Event consumers are registered to the client.Registry and wrapped up in a goroutine. After the registration, goroutines wait in a blocking manner to receive an event, in which case the event.Payload is sent via the underlying communication medium.

Client Registry Handler

Keeps a list of active/inactive client sessions and waits for an operation request. A closure is sent to the client registry handler and the closure is executed by the handler itself, allowing lock-less safety.

Event Packet Handler

Event packet handler parses and processes the given event and stores it in a hash table. When a packet with sequence number equals to the current packet index arrives, that packet and the subsequent ones are sent to the client.Registry where the registry handler will send notifications to the connected consumers. Packets are purged as they are used (similar to a sliding window with one end open), since storing each of them is infeasible.

Challenges

Events are sent in random order and the consumers require in-order delivery. Also, since event streams are very large, meaning it is impossible to store each event. A sliding window needs to fit into the memory to ensure the in-order delivery requirement.

However this is not a problem, because if we can't store the whole window, neither can the sender. So, that eliminates the possibility that the sender permutes packets in a large stream and sends to us.

Sender might also generate & send events randomly. But, then the sender can't verify the results, and if it's randomly being sent, you might as well forward them randomly without paying attention to order. Also there is the case that it might never terminate.

The last case is a packet loss. This is a realistic scenario, so we need to consider this one. If the communication protocol was modifiable, a simple solution would be to implement an ARQ data transfer protocol. But, that's not an option. If a packet is lost and there are no acknowledgements, the server will keep waiting for the lost packet, which is catastrophic for the system.

We can use a greedy algorithm to determine whether or not to skip the next missing packet. Let's say that the maximum packet No. we received is 2000, we received 500 packets and we need the 1st packet packet to proceed.

If the packet speed is 150 packets per second, and there are no duplicate packets sent (not realistic, but reasonable assumption here). From (2000-500) / 150 = 10 seconds is the expected wait time worst-case. But, this by itself is useless. We need another metric as well. We can use the growth rate of the maximum sequence number. For example, while we are waiting for the 1st packet we decide to wait 10 seconds, but a second later we receive the packet numbered 20k, which make our expected wait time 100 seconds.

So, now we can decide to skip some packets to lower the expected waiting time. Also keep in mind that is algorithm is very crude.

Running

To start the server:

go run main.go

To start the event source and clients:

sh followermaze.sh

Note: You can use eventListenerPort and clientListenerPort environment variables for configuration of both the server and the client.

The Configuration

During development, it is possible to modify the test program behavior using the following environment variables:

  1. logLevel - Default: info

    Modify to "debug" to print debug messages.
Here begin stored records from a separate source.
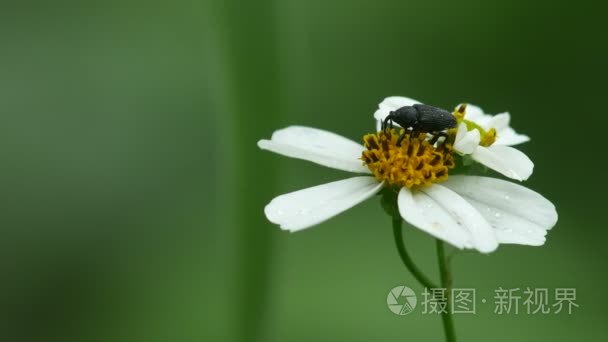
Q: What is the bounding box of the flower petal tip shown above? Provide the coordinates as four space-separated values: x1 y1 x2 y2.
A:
472 145 534 182
257 139 270 150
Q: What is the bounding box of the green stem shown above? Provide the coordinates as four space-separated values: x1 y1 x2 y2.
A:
392 218 438 289
436 239 456 342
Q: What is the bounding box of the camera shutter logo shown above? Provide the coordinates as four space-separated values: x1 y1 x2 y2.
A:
387 286 417 315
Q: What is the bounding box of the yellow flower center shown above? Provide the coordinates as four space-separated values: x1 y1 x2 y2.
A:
361 129 455 189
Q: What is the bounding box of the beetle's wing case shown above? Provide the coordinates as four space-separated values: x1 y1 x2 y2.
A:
413 104 457 131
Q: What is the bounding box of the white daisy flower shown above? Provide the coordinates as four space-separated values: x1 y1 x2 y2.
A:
461 103 530 146
258 124 557 253
374 96 534 181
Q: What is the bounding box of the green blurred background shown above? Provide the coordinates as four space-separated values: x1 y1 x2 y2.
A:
1 0 607 341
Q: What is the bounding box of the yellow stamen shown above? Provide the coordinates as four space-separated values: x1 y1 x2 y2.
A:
361 129 455 189
454 104 466 120
480 128 497 147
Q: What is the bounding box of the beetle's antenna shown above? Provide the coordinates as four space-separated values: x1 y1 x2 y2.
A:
382 114 391 134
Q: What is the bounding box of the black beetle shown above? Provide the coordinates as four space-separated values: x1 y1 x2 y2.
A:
381 104 457 146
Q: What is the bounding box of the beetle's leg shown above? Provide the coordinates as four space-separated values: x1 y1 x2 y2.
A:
397 130 406 146
406 129 419 144
397 128 412 147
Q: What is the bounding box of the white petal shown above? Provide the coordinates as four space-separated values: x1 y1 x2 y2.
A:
484 112 510 131
374 96 422 130
375 115 383 132
258 126 370 174
458 103 491 124
463 103 484 118
455 122 467 142
443 176 558 246
398 185 498 253
495 126 531 146
472 145 534 181
379 96 421 111
482 112 530 146
264 176 383 232
398 187 471 249
454 123 481 155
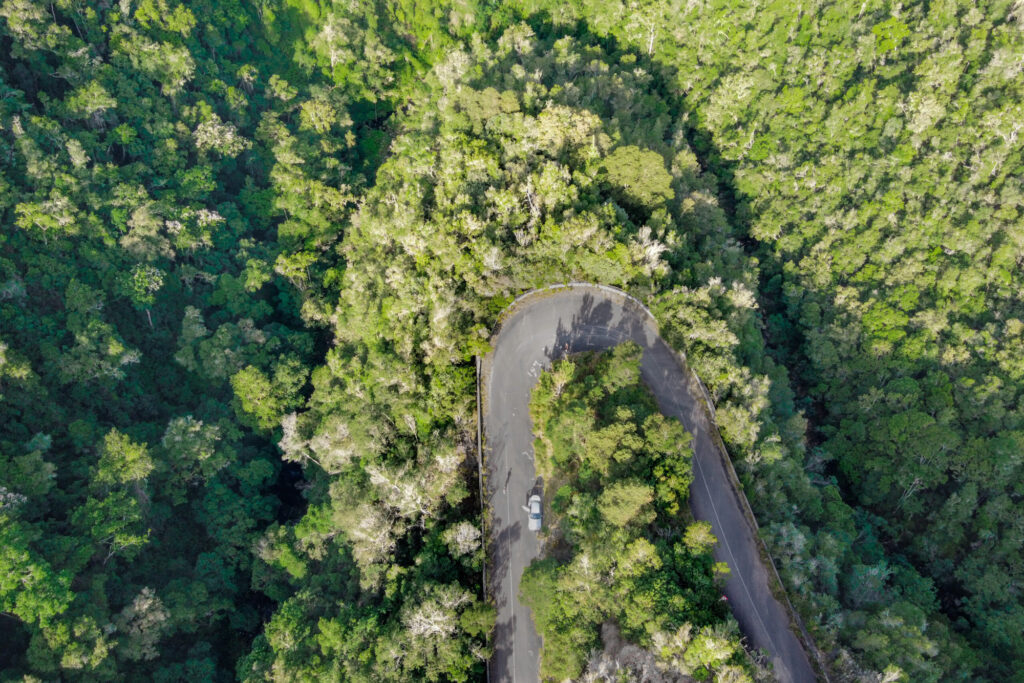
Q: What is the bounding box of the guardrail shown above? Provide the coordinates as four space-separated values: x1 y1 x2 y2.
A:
475 353 490 682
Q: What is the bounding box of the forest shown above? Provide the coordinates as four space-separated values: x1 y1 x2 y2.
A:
0 0 1021 681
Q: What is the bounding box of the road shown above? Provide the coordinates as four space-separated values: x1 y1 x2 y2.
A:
482 284 817 683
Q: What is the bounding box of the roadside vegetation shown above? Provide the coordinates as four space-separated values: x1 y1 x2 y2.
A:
522 343 752 682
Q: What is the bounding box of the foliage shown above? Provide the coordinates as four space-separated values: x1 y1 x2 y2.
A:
522 343 750 681
1 0 1018 679
0 0 343 675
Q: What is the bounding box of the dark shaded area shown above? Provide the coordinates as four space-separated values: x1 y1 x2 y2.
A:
0 615 29 671
272 461 307 522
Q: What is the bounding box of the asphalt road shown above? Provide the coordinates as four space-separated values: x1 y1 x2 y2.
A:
482 285 817 683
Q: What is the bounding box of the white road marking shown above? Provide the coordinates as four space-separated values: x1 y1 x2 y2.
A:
690 432 775 645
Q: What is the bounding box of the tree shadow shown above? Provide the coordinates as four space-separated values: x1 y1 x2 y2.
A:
488 519 522 604
545 292 655 363
488 518 522 679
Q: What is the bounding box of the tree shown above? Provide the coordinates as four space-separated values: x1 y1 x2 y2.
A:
71 491 149 564
118 264 165 326
442 521 482 558
114 587 170 661
96 430 154 486
598 481 655 527
0 516 74 625
231 358 308 432
683 521 717 554
599 145 675 214
160 416 227 504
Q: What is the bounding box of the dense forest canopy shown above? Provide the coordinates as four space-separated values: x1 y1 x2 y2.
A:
0 0 1021 681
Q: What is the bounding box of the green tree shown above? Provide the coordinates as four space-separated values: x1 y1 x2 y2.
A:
0 517 74 625
599 145 675 213
96 430 154 486
598 480 655 527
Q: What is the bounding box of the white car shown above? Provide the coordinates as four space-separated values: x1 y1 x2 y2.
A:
528 494 542 531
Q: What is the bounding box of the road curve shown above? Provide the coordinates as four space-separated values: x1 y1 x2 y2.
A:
482 284 817 683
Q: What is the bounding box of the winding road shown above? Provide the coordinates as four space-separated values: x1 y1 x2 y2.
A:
482 284 817 683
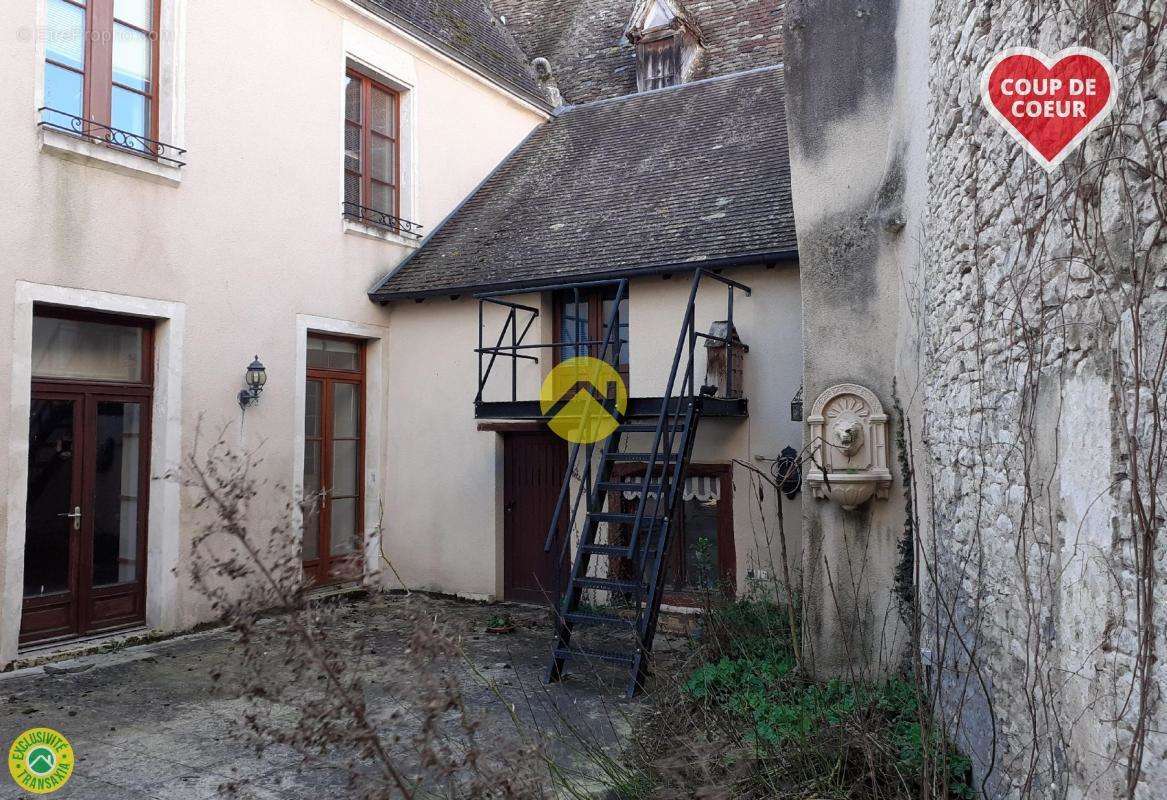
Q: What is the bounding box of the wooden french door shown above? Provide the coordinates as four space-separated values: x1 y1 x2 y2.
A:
503 431 569 605
302 335 366 586
553 287 630 387
21 310 153 645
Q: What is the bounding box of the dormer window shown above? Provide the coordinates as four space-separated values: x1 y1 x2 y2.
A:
639 34 682 91
626 0 703 93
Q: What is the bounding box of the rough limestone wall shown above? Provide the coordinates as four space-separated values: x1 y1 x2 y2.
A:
920 2 1166 798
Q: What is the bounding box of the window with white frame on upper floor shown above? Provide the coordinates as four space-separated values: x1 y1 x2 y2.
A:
343 69 421 239
41 0 181 164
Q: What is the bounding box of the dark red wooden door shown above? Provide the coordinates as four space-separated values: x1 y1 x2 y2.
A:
22 393 151 644
503 432 568 605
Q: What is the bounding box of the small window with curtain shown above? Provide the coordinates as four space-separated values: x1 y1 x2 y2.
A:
344 70 404 233
42 0 165 156
553 288 630 387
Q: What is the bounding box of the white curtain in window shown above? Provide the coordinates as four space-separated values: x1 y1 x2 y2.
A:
622 476 720 502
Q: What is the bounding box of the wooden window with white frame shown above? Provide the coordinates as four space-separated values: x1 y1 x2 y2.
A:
43 0 161 148
344 69 401 228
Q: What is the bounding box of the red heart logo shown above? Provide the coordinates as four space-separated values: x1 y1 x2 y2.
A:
980 47 1117 170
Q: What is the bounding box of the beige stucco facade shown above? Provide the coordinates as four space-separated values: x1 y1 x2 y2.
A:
0 0 805 675
0 0 547 665
380 264 805 603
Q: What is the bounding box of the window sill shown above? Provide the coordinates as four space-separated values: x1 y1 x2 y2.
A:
343 217 422 248
40 128 183 187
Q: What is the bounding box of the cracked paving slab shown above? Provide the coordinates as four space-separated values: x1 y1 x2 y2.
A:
0 594 682 799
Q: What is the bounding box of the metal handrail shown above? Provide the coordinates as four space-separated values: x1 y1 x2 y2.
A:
342 202 424 238
474 278 629 404
544 281 628 560
474 270 750 608
625 269 751 570
38 107 187 166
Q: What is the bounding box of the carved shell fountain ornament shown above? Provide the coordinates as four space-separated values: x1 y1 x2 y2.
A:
806 384 893 511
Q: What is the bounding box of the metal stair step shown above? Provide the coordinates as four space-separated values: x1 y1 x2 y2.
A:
554 646 637 665
595 481 664 494
564 611 635 627
578 543 633 557
574 576 642 592
605 452 680 463
590 512 665 526
617 422 686 433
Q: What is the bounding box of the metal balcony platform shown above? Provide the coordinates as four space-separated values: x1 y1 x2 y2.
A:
474 395 747 420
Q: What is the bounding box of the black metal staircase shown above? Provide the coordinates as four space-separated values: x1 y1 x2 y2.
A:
542 269 751 697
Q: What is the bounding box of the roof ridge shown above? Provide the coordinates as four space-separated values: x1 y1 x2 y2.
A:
350 0 553 112
553 64 784 116
370 57 795 302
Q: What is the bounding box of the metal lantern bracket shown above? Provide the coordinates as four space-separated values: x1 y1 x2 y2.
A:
238 356 268 409
790 384 804 422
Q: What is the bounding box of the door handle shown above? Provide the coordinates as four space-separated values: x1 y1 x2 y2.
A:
321 487 329 510
58 506 81 530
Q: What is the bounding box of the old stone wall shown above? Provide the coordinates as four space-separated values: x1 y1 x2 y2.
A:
919 2 1166 798
788 0 1165 794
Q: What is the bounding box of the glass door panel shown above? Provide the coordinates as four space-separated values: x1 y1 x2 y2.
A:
328 382 361 560
91 401 142 588
24 398 80 599
302 380 323 563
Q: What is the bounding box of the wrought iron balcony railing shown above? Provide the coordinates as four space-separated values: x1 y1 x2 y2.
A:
342 202 424 239
38 108 187 167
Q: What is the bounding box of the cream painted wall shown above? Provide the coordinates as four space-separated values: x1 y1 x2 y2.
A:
627 266 805 597
0 0 545 663
379 266 803 602
380 293 545 600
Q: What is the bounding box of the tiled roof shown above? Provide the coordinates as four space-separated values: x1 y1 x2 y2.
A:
370 66 795 300
353 0 550 108
490 0 785 104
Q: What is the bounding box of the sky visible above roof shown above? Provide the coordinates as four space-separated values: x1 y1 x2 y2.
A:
371 66 795 301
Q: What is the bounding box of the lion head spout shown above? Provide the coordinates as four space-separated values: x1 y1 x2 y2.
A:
832 417 865 458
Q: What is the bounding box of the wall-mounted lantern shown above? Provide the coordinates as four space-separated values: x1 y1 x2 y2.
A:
238 356 268 409
703 320 747 399
790 384 804 422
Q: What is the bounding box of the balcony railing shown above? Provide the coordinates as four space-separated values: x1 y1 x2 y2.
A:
474 272 751 419
342 202 424 239
38 108 187 167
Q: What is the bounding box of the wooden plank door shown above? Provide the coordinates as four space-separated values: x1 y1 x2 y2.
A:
503 432 568 605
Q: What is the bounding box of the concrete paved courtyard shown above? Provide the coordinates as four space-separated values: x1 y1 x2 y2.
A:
0 594 665 799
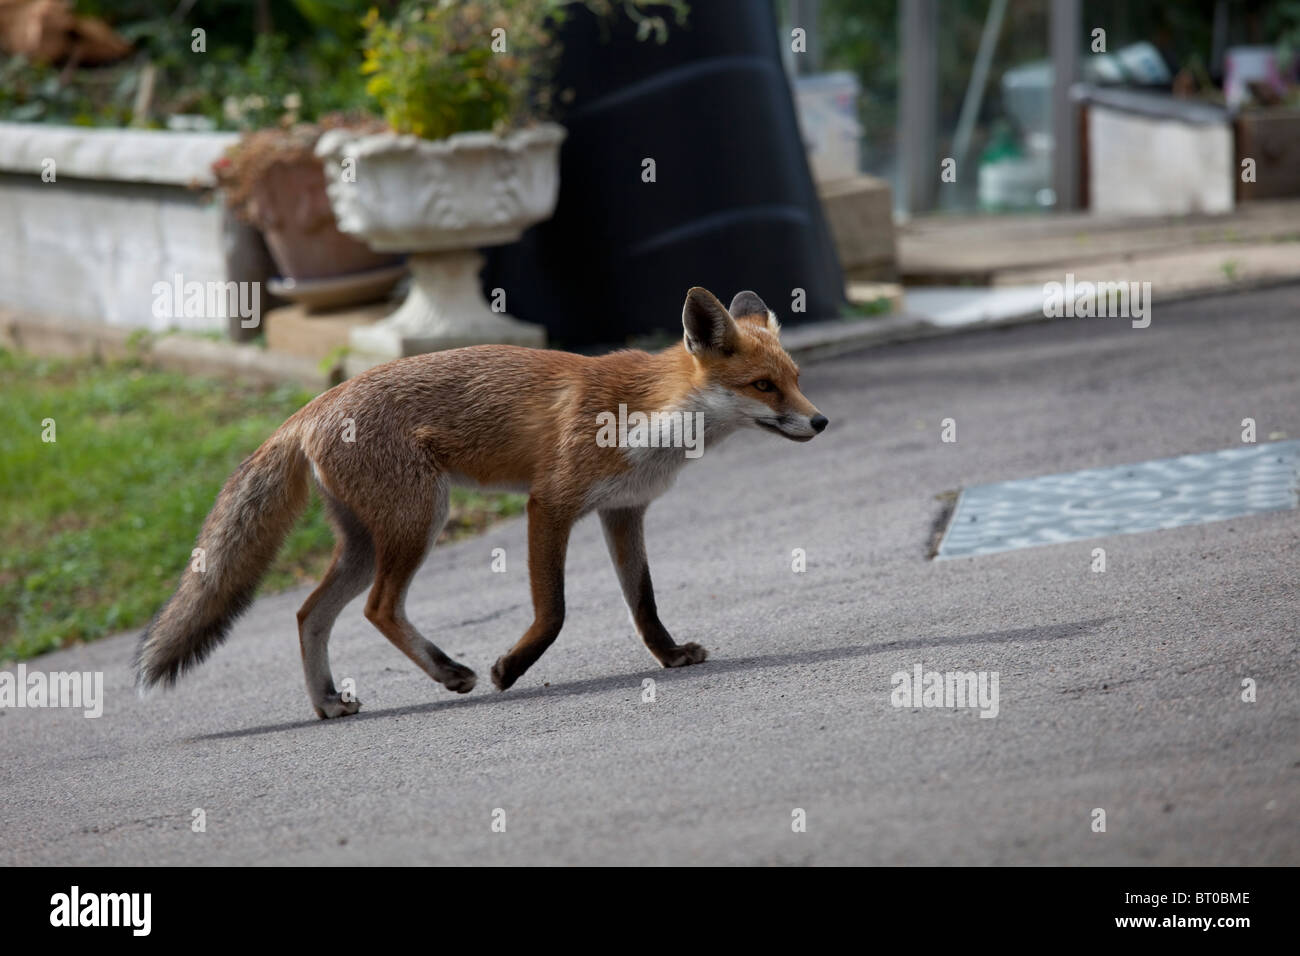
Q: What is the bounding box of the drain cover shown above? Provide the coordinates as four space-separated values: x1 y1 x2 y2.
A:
936 441 1300 559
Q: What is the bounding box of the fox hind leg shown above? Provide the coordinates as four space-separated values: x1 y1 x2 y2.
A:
363 477 477 694
298 492 375 719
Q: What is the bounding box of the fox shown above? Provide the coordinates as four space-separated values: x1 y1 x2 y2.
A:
135 287 828 718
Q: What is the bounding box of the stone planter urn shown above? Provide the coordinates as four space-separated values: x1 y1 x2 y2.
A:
316 124 566 369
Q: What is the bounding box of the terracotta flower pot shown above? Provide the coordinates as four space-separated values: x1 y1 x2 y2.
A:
247 157 400 281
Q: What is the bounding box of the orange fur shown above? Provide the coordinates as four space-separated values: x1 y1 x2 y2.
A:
135 288 827 717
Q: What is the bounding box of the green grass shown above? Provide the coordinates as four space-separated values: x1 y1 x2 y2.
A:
0 349 525 661
842 296 894 319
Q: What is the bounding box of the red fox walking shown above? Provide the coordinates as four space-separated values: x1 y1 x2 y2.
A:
135 287 828 717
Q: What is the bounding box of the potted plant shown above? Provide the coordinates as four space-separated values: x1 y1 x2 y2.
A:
214 113 406 308
316 0 684 367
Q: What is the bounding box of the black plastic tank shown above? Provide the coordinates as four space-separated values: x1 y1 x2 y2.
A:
483 0 845 347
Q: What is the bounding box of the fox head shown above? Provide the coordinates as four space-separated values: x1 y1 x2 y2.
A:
681 286 828 442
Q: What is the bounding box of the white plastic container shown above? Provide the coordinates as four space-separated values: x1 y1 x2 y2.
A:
793 71 862 183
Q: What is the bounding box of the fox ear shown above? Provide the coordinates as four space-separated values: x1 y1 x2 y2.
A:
729 290 780 334
682 287 738 355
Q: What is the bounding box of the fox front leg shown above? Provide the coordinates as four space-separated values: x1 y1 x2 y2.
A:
491 498 574 690
598 506 708 669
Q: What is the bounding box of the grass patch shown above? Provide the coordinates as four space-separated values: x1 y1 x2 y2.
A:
842 295 895 319
0 349 525 662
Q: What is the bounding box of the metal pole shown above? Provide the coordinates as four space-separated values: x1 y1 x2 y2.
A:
1051 0 1082 210
953 0 1009 172
900 0 939 215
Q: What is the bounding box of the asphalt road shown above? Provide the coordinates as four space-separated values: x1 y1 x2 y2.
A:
3 285 1297 865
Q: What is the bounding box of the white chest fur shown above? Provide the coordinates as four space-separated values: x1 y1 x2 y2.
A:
584 445 689 512
582 385 757 513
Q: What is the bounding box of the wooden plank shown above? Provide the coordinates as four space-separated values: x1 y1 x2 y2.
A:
819 174 896 279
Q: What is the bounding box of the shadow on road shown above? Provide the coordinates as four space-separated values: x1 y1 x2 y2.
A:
188 616 1113 743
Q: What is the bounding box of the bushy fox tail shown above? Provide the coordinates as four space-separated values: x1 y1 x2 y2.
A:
135 425 310 692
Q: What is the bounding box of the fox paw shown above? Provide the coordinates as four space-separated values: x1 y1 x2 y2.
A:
314 693 361 719
660 642 708 668
438 663 478 694
490 656 518 692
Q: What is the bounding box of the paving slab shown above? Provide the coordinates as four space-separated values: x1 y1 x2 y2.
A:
899 200 1300 283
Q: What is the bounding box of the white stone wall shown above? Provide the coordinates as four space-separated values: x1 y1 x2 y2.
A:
1088 107 1234 216
0 123 245 332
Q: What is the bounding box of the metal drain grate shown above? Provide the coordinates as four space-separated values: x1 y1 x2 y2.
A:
936 441 1300 559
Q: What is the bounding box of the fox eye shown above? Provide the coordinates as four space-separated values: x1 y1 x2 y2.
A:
752 379 775 392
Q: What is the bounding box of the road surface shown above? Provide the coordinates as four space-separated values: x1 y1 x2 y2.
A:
3 285 1297 864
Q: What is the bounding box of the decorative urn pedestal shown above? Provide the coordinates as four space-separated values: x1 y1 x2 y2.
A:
316 124 566 372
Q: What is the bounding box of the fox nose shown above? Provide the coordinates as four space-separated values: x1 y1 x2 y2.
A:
810 414 829 433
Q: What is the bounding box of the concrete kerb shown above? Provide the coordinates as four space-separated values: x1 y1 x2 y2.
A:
5 274 1298 390
0 308 334 390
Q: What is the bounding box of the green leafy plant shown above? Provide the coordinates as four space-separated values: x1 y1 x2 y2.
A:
1268 1 1300 76
211 32 371 132
360 0 686 140
1 1 375 129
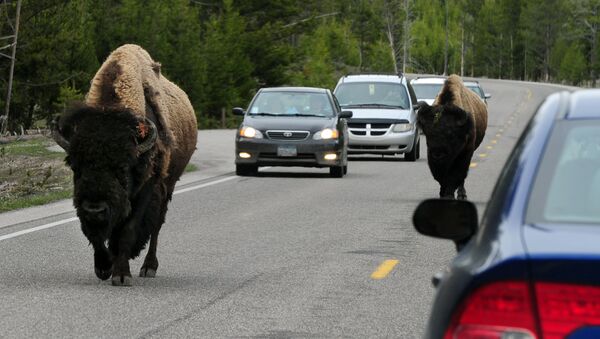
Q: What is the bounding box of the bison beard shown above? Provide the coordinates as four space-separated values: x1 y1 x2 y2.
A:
51 45 197 286
417 75 488 200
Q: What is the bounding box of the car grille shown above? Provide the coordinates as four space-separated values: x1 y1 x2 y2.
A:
266 130 310 141
348 122 391 136
350 145 392 150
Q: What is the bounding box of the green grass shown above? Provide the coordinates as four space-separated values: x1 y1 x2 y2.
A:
185 163 198 172
2 137 64 159
0 189 72 213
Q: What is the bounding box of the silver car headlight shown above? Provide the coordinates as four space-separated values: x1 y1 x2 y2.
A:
313 128 339 140
392 123 413 133
239 126 263 139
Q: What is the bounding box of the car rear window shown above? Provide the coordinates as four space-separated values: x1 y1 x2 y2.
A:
527 121 600 224
334 82 409 109
411 83 443 101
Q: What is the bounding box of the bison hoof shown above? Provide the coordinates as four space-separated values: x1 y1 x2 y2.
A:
139 267 157 278
95 267 112 281
111 274 133 286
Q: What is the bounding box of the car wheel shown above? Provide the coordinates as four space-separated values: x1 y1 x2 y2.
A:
343 165 348 175
236 164 258 176
404 136 418 162
330 166 343 178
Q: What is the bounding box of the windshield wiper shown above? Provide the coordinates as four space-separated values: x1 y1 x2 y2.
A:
345 103 406 109
250 112 283 116
290 113 326 117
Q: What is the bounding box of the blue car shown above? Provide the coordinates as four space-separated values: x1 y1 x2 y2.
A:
413 89 600 339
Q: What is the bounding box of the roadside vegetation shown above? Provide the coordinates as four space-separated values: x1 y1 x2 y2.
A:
0 136 72 212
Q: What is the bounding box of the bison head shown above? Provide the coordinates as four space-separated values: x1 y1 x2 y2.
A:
52 104 157 238
416 102 474 168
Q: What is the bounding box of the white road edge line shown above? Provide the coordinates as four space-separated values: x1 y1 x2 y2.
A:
0 175 238 242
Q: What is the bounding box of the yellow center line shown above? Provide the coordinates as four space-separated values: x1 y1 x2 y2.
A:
491 140 497 144
371 260 399 280
479 153 487 158
486 146 493 150
496 134 501 137
470 163 478 168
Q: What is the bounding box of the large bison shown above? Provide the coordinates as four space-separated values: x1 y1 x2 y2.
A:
52 44 198 286
417 74 488 200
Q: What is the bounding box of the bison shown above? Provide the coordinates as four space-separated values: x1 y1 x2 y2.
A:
416 74 488 200
52 44 198 286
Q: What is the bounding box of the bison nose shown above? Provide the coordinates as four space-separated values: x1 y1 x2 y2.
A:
81 200 108 214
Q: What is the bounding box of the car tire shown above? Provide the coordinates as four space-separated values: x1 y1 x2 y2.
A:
343 165 348 175
405 136 419 162
415 136 421 159
236 164 258 176
330 166 343 178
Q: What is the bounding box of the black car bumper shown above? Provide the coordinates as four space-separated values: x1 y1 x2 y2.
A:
235 138 345 167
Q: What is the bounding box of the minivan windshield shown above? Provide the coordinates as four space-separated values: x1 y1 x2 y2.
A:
527 121 600 224
335 82 409 109
248 91 333 117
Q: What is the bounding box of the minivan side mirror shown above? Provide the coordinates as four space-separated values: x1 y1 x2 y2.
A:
484 93 492 99
339 111 353 119
412 199 478 242
232 107 246 116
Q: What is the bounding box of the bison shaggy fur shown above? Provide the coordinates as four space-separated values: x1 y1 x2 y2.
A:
52 44 198 286
417 74 488 200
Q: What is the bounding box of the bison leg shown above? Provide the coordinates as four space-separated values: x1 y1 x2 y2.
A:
439 185 456 199
140 188 168 278
139 231 159 277
92 242 112 280
457 185 467 200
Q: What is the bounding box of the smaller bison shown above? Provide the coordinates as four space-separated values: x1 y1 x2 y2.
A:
417 75 488 200
52 44 198 286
  2. eventListenerPort - Default: 9090

    The port used by the event source.

  3. clientListenerPort - Default: 9099

    The port used to register clients.

  4. totalEvents - Default: 10000000

    Number of messages to send.

  5. concurrencyLevel - Default: 100

    Number of conected users.

  6. numberOfUsers Default: concurrencyLevel * 10

    Total number of users (connected or not)

  7. randomSeed - Default: 666

    The seed to generate random values

  8. timeout - Default: 20000

    Timeout in milliseconds for clients while waiting for new messages

  9. maxEventSourceBatchSize - Default: 100

    The event source flushes messages in random batch sizes and ramdomize the messages order for each batch. For example, if this configuration is "1" the event source will send only ordered messages flushing the connection for each message.

  10. logInterval - Default: 1000

The interval in milliseconds used to log the sent messages counter.